Monday, September 12, 2016

Rant: Teflon Restaurants

Are there "Teflon" restaurants, places where negative reviews and negative press seem to have little, if any, effect on the popularity of these places? If so, is it even worth criticizing such places when it will have so little effect?

Many large chain restaurants, from Applebee's to the Olive Garden, seem to be essentially teflon. It seems unlikely that people go to sites like Yelp or Trip Advisor to check the reviews on places like these. You already know what you will find at these restaurants. Their relative consistency is considered one of their advantages in some circles. These restaurants stay busy, despite any negative reviews they might receive. Despite any controversy over the alleged "Italian" cuisine at the Olive Garden, plenty of people still go there for the unlimited bread sticks and salad. It probably would take something on a massive scale to get people to stay away from these restaurants, like a huge mass of food poisoning.

Legal Sea Foods seems to be another teflon restaurant. Their restaurants are usually busy, despite any negative reviews or controversy. Legal actually courts controversy at times, trying to be provocative, sometimes with their ads and sometimes with the dinners they hold. They recently ran a couple of ads, using Donald Trump and Hilary Clinton, and a number of people alleged that the Clinton ad was sexist. Some people stated that, due to this ad, they would boycott the restaurant and never dine there again. This certainly isn't the first time I have heard similar sentiments.

However, it doesn't seem that any of this controversy has effected the bottom line of Legal. There still are plenty of people willing to dine and drink at the various Legal restaurants. And if people check out Yelp and Trip Advisor to learn more about Legal, they are highly unlikely to see anything about any of these controversies. And how many tourists coming to Boston actually care about such controversies? They simply want to enjoy some clam chowder, lobster and other New England seafood dishes.

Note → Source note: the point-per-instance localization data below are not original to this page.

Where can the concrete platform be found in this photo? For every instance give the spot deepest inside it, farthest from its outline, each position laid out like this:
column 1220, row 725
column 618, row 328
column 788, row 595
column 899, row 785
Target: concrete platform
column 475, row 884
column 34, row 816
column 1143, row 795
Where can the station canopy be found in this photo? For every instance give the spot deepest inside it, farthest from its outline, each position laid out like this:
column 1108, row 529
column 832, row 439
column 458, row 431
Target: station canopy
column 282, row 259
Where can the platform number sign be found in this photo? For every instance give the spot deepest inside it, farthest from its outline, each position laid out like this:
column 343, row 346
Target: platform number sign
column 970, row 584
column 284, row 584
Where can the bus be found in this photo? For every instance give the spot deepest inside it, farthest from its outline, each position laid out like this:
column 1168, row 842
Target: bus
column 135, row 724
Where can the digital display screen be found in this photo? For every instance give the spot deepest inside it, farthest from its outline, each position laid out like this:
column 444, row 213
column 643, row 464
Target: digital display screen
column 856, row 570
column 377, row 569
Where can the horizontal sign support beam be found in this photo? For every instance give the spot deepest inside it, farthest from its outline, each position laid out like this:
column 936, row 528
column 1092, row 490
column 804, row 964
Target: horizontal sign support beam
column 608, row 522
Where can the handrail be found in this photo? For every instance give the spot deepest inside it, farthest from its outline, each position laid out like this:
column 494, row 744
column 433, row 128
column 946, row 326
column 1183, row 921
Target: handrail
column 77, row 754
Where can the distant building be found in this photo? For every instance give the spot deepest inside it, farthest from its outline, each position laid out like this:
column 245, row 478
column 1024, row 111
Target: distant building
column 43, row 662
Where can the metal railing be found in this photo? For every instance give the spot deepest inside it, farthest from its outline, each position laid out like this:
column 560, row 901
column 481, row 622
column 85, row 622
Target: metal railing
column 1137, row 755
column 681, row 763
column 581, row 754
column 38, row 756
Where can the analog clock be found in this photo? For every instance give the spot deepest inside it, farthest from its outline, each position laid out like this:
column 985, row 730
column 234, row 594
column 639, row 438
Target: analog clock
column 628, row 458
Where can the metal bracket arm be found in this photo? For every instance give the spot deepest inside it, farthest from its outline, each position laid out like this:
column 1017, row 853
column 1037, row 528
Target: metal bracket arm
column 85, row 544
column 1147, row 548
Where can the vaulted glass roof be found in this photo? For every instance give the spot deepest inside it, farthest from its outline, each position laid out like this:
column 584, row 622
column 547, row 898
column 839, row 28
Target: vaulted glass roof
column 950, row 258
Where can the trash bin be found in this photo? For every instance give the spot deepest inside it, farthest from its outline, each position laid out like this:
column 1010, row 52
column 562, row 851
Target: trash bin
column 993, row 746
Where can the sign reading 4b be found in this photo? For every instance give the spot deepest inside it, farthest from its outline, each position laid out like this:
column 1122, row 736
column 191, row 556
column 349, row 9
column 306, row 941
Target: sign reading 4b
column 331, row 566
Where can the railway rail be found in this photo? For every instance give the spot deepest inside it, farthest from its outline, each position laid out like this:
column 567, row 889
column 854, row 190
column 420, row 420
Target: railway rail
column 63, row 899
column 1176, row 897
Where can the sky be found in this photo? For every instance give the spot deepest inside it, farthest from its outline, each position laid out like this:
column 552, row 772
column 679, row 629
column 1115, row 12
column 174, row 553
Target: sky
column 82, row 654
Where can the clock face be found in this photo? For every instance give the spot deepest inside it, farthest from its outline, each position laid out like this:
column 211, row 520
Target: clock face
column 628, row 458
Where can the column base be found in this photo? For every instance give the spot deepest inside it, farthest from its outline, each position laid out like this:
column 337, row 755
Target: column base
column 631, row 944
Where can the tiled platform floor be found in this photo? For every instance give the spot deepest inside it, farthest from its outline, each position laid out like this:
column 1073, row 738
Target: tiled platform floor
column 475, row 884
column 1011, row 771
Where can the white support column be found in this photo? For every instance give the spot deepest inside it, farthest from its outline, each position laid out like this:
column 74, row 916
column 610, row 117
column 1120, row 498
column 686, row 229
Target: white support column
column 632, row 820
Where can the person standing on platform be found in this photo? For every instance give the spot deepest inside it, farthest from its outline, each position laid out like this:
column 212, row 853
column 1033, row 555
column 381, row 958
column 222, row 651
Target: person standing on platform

So what does it accomplish to criticize such teflon restaurants? It might give you some piece of mind for taking a stand, but it's unlikely to accomplish anything concrete against such a restaurant. So is it even worth making the effort to criticize them? If you want to do something significant, beyond simply soothing your piece of mind, it would take much more action. It would take effort to organize others, to create a large movement of similarly minded individuals, to have the power to impact these teflon restaurants. And for most people, they just are not willing to go that far. So, these teflon restaurants will continue to thrive, letting negative reviews and controversy slide off their teflon skin.


Frederick Wright said...

The teflon restaurants mentioned in the post aren't actively "bad", they aren't serving spoiled food, or anything like that. They're just boring. Predictable. They tend to use shortcuts, keep to the safe route. And the folks who flock to these places, whether it is a bland corporate commissary like Applebee's or a local behemoth like Legal's are unlikely to care one bit about any reviews. I'm consistently puzzled by the popularity of places like Giacomo's, Mike's Pastry, No Name, and Union Oyster. It's probably more about recording a "genuine Boston Experience" to share with friends back home in Des Moines than it is about a gustatory adventure.

Richard Auffrey said...

There are certainly a few local restaurants which do well because they present a "Boston experience" or a sense of history despite the fact their cuisine might be mediocre at best. In that respect, they are Teflon restaurants as well. I believe the Boston Globe recently gave a negative review to the Union Oyster House and I'm sure it really did nothing to diminish their business.